Building For Success

[article]
Summary:
This article addresses detailed scenarios and the associated problems with the build process. We look at the usually activities and work patterns of a developer and relate those to build practices.

Parallel Development and Codeline Merging
Fred works in his Private Workspace and his team is using the Mainline pattern of development. Having created the workspace based on the mainline code from the repository, his standard pattern of working:

    1. Implement desired bug fix or new feature by editing, adding or deleting files
    2. Build locally (Private System Build)
    3. Test locally (Unit Tests)
    4. Commit globally (Task-Level Commit)—if it works, then check-in (commit) changes to the repository, otherwise make some more changes

Any changes made need to be tested before being released (surely you’ve never made a change that was “so small and obvious it doesn’t need testing?!...”), and you can’t test them without building them. If the build fails, then you need to fix it first. Only if the test succeeds does the commit happen.

What the above doesn’t take into account, is what happens when other team members are also making changes. Fred’s lifecycle needs to include the extra step of merging in other people’s changes with his own.

Fred performs a Catchup or Rebase. The problem, as shown by Figure 2—Include Changes From Others, is that this extra step brings with it the need for a sub-cycle of Reconcile/Rebuild/Retest/Resolve. This introduces an extra element of risk since Fred’s code is currently only in his workspace and has not yet been checked in or committed. Possible resolutions [1] include Private Archive, Private Branch and Task Branch.

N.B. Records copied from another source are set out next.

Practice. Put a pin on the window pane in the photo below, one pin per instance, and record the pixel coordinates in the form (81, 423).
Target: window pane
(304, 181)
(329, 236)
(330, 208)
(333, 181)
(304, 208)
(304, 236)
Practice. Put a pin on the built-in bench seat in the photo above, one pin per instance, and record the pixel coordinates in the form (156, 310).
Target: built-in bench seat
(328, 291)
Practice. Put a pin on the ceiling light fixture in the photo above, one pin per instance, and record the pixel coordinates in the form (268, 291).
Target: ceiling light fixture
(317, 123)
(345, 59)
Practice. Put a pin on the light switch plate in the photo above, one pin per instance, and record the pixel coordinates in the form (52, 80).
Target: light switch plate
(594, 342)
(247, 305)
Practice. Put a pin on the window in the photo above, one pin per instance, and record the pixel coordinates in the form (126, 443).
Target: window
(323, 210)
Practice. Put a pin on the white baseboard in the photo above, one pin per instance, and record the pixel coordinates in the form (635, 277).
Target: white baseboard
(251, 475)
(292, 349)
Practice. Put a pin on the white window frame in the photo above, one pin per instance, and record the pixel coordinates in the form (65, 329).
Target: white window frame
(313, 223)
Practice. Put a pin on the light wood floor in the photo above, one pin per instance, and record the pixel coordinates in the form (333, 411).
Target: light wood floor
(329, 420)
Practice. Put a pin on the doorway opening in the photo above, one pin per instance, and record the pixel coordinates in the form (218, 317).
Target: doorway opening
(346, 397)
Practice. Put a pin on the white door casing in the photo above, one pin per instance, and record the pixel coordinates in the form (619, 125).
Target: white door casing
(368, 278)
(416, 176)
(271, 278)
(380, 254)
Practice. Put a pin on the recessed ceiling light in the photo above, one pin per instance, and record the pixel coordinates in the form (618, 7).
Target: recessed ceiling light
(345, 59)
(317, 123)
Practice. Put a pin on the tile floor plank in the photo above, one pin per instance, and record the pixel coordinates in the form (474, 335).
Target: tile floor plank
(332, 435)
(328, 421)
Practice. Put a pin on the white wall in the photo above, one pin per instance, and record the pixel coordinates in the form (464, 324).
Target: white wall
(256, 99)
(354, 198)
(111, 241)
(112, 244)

Using a Task Branch (Private Branch is quite similar) Fred is free to make changes and commit them as often as he likes (note that some tools support the notion of a local commit—something that is saved into the repository but not visible to other users until desired which is the equivalent of a Task Branch). He normally performs a build and test before the commit, but on occasion can still commit something that only partially works since no one else will see it. Fred makes his changes visible to the rest of the project by “publishing” them, or merging them back to the Mainline. The key thing here is that just before publishing, he does a Catchup to bring in other team members changes. This does the more risky merge in his Task Branch which should make the Publish a very simple operation.

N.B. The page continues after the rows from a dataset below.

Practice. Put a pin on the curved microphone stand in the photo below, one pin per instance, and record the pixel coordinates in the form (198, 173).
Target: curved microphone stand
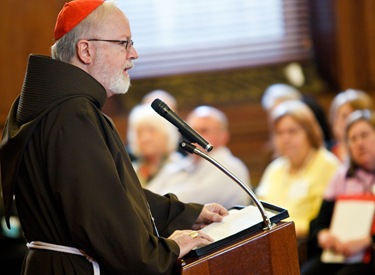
(187, 146)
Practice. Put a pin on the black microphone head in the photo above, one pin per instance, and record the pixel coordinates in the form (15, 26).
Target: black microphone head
(159, 106)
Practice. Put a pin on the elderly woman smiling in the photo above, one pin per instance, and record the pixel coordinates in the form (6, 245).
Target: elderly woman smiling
(354, 178)
(297, 178)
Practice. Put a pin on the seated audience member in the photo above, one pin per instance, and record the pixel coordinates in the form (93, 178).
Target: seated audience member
(194, 179)
(342, 105)
(355, 177)
(296, 180)
(279, 92)
(153, 141)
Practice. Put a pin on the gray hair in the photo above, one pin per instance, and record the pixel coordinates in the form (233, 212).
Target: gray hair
(64, 49)
(209, 111)
(144, 114)
(277, 93)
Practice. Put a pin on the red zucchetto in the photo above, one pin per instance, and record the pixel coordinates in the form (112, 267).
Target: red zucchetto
(72, 14)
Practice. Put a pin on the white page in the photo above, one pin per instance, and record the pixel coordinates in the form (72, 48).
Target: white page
(235, 222)
(352, 220)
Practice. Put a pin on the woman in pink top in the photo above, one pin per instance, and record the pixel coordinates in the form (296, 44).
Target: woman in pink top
(357, 177)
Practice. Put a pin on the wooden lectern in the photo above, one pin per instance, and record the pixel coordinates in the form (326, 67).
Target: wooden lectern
(271, 251)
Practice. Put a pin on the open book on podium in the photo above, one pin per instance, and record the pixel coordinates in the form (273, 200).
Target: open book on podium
(239, 222)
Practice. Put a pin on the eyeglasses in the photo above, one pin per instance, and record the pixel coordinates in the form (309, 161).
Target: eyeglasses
(127, 44)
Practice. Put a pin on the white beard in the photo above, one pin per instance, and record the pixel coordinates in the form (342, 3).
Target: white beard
(120, 84)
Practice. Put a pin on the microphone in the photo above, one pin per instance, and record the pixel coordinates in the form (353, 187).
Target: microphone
(190, 134)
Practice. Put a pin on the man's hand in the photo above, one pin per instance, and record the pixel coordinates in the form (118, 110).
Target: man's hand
(212, 212)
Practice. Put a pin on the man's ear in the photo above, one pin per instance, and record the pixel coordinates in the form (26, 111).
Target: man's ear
(84, 51)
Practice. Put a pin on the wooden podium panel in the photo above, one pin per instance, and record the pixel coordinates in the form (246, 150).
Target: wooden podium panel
(266, 252)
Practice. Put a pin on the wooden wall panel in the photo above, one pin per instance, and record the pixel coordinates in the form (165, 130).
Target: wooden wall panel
(343, 35)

To Branch Per Task/Privately or Not?
Using Task Branches isolates the risk but at the cost of extra work required to perform the catchup/publish. Interestingly, working directly on the Mainline can be fine if the risk of developers changing the same modules is low, and it is surprising how often this is the case. Indeed, “collisions” are often restricted to a small subset of modules in the system, and judicious refactoring of these can reduce collisions dramatically. That said, there are often some files that are widely used and shared and frequently updated such as makefiles or some global system definitions.

Team Velocity
In “The Illusion of Control” [2] we talked about how introducing checks to ensure that builds aren’t broken and that bad changes aren’t released into the code base can end by decreasing the velocity of the team. This contrasts with the Continuous Updates pattern described in “Codeline Merging and Locking” [1] where what appears to be more work turns out to give greater velocity.

Checks are enforced by:

    • Build (Private System Build and Integration Builds)
    • Smoke Tests

Each team has to work out the appropriateness of the checks for each stage. Let’s look first at some considerations for improving build velocity.

Greater Build Velocity
A build needs to be reliable, repeatable and consistent, all of which engender trust in the result. As we discussed last month, manual build processes tend not to have these properties—all it takes is a loss of concentration at a crucial moment, or something dodgy in the environment, and the build produced is not reliable.

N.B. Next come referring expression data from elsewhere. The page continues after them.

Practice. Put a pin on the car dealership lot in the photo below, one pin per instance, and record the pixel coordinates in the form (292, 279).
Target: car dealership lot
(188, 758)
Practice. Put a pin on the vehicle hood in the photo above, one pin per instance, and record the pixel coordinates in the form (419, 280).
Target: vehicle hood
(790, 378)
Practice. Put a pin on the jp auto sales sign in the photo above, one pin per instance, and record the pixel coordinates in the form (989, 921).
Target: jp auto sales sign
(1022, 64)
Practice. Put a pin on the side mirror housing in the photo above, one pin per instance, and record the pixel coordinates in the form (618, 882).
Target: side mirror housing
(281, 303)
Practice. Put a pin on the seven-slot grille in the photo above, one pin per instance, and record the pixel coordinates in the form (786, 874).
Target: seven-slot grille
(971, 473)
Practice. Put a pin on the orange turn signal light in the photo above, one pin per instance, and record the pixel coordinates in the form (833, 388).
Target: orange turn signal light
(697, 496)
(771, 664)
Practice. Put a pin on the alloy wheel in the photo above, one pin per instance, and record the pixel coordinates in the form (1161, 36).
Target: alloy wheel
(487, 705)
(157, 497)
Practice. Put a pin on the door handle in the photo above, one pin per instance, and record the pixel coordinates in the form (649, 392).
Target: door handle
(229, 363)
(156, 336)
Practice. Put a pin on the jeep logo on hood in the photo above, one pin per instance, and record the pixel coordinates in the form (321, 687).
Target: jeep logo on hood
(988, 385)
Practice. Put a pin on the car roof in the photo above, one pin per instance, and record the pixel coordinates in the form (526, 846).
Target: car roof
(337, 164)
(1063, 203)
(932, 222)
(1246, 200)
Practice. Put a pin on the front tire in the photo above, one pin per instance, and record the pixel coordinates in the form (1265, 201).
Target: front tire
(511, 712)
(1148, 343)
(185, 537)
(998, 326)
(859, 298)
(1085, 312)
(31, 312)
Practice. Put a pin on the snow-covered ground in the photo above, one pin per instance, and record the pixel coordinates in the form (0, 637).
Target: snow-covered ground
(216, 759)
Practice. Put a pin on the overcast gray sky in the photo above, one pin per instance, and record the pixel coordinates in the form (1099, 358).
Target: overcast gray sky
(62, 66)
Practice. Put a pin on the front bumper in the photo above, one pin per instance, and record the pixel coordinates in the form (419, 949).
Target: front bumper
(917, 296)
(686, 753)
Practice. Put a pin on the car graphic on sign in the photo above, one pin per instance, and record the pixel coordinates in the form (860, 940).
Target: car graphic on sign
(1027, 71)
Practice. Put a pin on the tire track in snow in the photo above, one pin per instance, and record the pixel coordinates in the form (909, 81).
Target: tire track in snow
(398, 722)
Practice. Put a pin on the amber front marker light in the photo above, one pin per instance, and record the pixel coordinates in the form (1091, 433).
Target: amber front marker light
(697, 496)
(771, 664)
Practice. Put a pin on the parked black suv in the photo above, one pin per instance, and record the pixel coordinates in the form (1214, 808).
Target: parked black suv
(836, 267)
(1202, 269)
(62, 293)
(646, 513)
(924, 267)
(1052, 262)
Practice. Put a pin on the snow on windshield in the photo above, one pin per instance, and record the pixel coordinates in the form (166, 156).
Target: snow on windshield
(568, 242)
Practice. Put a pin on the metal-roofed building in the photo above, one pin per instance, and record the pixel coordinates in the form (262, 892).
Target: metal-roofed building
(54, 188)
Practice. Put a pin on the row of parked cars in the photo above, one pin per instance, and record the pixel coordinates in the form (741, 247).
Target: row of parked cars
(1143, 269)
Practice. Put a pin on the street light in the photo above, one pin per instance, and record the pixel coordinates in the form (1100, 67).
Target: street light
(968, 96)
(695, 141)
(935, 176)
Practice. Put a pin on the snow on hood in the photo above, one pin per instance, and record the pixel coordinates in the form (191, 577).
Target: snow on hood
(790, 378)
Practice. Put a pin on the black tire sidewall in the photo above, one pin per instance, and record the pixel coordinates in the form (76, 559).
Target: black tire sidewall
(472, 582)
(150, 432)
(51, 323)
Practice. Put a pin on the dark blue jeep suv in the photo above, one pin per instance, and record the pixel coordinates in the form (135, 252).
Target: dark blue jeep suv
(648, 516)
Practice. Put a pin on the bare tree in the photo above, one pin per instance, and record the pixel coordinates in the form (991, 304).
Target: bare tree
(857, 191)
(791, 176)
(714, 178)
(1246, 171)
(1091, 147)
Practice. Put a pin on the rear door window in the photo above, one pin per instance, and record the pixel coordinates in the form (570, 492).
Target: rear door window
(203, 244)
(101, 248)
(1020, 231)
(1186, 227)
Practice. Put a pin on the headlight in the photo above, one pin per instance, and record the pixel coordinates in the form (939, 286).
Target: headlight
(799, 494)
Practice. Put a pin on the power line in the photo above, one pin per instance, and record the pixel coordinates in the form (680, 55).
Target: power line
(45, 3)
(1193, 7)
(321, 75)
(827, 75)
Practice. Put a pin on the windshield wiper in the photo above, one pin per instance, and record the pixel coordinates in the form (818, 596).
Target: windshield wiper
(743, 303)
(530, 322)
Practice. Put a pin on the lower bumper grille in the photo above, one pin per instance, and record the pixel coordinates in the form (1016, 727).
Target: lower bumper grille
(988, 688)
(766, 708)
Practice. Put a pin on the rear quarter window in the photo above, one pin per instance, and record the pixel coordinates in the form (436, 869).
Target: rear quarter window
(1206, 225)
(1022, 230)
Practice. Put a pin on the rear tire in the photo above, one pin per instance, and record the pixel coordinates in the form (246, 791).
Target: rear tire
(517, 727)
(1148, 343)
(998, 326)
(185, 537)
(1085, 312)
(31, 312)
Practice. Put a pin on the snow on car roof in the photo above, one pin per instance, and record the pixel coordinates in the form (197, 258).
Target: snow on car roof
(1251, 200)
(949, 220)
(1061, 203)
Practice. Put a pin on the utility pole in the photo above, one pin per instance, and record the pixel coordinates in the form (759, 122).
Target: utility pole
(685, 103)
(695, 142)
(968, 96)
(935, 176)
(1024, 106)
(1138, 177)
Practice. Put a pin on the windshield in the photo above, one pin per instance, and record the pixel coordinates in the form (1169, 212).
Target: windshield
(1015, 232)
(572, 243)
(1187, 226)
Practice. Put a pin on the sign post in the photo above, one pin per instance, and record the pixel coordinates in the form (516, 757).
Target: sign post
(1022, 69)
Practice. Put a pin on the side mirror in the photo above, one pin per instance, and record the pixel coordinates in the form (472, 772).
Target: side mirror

Thus we would always recommend a “one button build”—an automatic way of doing the whole thing by executing a single command. This is nice and simple in some environments, particularly where a clean build from scratch takes a small amount of time, e.g. in the order of minutes. As soon as builds start taking tens of minutes or hours, they can have a potentially large negative impact on the velocity of the team. People start to find work arounds to avoid being held up, and if not given good guidance and help they cause problems. One of the fundamental practices of agile development (and SCM) is that fast and frequent feedback gives major benefits. Problems swept under the carpet that surface later can be exponentially more difficult to deal with at that time.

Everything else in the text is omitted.